85th anniversary of first flight over Mount Everest
Incredible images show how two daredevil British pilots became the first people to fly over Mount Everest as the feat hits its 85th anniversary.
This 1933 image of Everest is taken from footage captured by the first people ever to fly over the summit (Image: Public Domain /mediadrumworld)
Aviation experts told Lieutenant David McIntyre and Sir Douglas Douglas-Hamilton the flight was impossible and it could be up to a century before planes were up to it.
But using two Westland biplanes that took 15 years to modify, they proved them wrong – conquering the summit by air 20 years before the first mountaineers got there.
Footage shot on April 3, 1933, shows McIntyre and Douglas-Hamilton, who had planned to film their flights for a geographical survey, taking off in Nepal.
This 85-year-old footage has re-emerged this week and was taken by Lieutenant David McIntyre and Sir Douglas Douglas-Hamilton (Image: Public Domain /mediadrumworld)
The plane had open cabins and the pilots had been told that flying it at such a height was a death wish (Image: Public Domain /mediadrumworld)
With open cabins, they were vulnerable to issues of cold, air pressure, oxygen and altitude.

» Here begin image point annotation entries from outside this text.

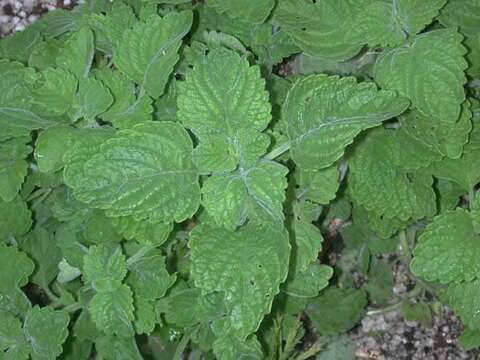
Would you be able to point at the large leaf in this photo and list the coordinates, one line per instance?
(146, 171)
(127, 109)
(382, 182)
(13, 166)
(429, 71)
(325, 113)
(224, 102)
(390, 23)
(321, 28)
(247, 266)
(447, 250)
(46, 330)
(254, 11)
(256, 193)
(149, 60)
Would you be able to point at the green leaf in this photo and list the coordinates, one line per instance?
(112, 311)
(19, 45)
(446, 251)
(340, 348)
(430, 72)
(77, 54)
(15, 269)
(16, 115)
(105, 268)
(118, 348)
(337, 310)
(109, 28)
(388, 23)
(149, 60)
(145, 320)
(307, 245)
(325, 113)
(322, 28)
(44, 54)
(149, 278)
(46, 330)
(464, 171)
(127, 109)
(42, 248)
(146, 172)
(254, 11)
(247, 266)
(16, 218)
(13, 166)
(84, 147)
(53, 91)
(319, 186)
(144, 232)
(445, 138)
(470, 339)
(380, 182)
(92, 99)
(256, 193)
(380, 282)
(231, 348)
(463, 14)
(224, 102)
(310, 282)
(50, 147)
(13, 345)
(462, 298)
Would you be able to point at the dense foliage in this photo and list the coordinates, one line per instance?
(222, 178)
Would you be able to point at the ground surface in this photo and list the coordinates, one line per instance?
(381, 337)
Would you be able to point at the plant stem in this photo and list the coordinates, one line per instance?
(53, 298)
(283, 148)
(182, 345)
(402, 236)
(471, 197)
(314, 350)
(41, 198)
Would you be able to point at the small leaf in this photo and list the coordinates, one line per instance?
(13, 166)
(337, 310)
(446, 251)
(92, 99)
(149, 60)
(77, 54)
(325, 113)
(112, 311)
(255, 193)
(46, 330)
(247, 266)
(430, 72)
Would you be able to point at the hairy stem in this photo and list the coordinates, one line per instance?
(314, 350)
(182, 345)
(402, 236)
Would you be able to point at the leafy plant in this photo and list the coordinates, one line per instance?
(221, 178)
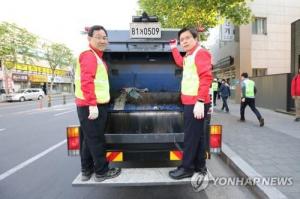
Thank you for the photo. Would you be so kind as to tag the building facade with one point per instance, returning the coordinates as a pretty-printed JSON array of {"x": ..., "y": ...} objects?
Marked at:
[{"x": 260, "y": 48}]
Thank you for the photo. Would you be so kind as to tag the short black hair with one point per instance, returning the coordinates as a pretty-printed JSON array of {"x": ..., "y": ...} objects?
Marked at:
[
  {"x": 245, "y": 75},
  {"x": 193, "y": 31},
  {"x": 95, "y": 28}
]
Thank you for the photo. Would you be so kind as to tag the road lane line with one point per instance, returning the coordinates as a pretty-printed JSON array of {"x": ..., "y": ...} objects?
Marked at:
[
  {"x": 31, "y": 160},
  {"x": 58, "y": 114}
]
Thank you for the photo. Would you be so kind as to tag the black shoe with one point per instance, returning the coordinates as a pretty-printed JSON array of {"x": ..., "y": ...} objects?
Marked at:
[
  {"x": 86, "y": 175},
  {"x": 111, "y": 173},
  {"x": 261, "y": 122},
  {"x": 201, "y": 170},
  {"x": 180, "y": 173}
]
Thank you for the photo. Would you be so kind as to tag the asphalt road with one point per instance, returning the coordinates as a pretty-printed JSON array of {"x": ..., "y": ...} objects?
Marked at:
[{"x": 34, "y": 162}]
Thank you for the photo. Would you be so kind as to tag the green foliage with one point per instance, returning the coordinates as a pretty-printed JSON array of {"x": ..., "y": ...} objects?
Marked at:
[
  {"x": 58, "y": 56},
  {"x": 197, "y": 13},
  {"x": 16, "y": 43}
]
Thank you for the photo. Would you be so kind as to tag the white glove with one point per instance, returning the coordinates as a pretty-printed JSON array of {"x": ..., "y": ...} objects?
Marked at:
[
  {"x": 93, "y": 112},
  {"x": 199, "y": 110},
  {"x": 173, "y": 43}
]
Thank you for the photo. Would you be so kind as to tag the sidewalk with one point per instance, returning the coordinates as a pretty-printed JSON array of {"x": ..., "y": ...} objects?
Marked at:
[{"x": 272, "y": 150}]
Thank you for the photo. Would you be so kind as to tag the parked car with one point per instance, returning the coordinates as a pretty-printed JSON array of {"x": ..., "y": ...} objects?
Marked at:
[{"x": 26, "y": 94}]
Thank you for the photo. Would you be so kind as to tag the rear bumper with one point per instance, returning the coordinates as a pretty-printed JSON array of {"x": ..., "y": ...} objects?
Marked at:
[{"x": 144, "y": 138}]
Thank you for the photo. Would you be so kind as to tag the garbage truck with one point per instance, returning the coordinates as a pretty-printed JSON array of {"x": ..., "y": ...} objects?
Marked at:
[{"x": 145, "y": 119}]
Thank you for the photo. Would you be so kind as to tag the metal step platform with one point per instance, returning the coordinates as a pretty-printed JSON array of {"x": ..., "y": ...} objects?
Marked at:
[{"x": 138, "y": 177}]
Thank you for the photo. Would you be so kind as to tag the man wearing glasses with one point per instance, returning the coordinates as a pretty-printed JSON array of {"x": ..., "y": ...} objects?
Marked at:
[{"x": 92, "y": 97}]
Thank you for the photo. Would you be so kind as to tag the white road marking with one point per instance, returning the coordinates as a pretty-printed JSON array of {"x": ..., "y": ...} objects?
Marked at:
[
  {"x": 58, "y": 114},
  {"x": 31, "y": 160}
]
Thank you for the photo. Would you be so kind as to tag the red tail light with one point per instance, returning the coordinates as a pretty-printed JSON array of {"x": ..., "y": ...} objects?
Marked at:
[
  {"x": 73, "y": 140},
  {"x": 215, "y": 138}
]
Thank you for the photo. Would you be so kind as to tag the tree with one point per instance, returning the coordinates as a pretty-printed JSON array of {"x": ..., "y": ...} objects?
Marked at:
[
  {"x": 16, "y": 43},
  {"x": 201, "y": 14},
  {"x": 58, "y": 56}
]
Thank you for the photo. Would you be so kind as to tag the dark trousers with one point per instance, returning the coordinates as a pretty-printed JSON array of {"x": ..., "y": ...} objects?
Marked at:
[
  {"x": 225, "y": 105},
  {"x": 92, "y": 140},
  {"x": 215, "y": 97},
  {"x": 194, "y": 139},
  {"x": 251, "y": 103}
]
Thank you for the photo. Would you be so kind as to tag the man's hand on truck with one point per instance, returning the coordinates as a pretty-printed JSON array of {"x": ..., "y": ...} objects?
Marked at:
[
  {"x": 93, "y": 112},
  {"x": 199, "y": 110}
]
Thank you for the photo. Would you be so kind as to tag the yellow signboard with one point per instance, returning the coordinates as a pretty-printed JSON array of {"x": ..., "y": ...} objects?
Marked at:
[
  {"x": 38, "y": 78},
  {"x": 39, "y": 69}
]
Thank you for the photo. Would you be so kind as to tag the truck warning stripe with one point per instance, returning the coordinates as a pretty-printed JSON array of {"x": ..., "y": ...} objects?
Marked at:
[
  {"x": 175, "y": 155},
  {"x": 114, "y": 156}
]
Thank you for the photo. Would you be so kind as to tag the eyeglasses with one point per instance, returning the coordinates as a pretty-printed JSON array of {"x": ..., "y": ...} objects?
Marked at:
[{"x": 101, "y": 38}]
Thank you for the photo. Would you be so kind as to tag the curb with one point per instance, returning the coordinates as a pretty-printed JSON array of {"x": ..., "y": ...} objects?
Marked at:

But they managed to fly higher than anyone previously and were recorded taking in the north-east ridge of the world’s highest mountain, a route long used by climbers.
The record-making flight saw the tiny plane clearing the 29,000ft summit by a hare’s breadth (Image: Public Domain /mediadrumworld)
The pair then passed over its 29,000ft summit – each plane clearing it by just a matter of feet.
Speaking afterwards Douglas-Hamilton, the Marquis of Douglas and Clydesdale, said: “After 30 minutes’ flying we passed over Forbesganj [in India], our forward emergency landing ground.
And, at a height of 19,000 feet, Everest first became visible above the haze.”
The first mountaineers to conquer Everest were Sir Edmund Hillary and Tenzing Norgay, a Sherpa, on May 29, 1953.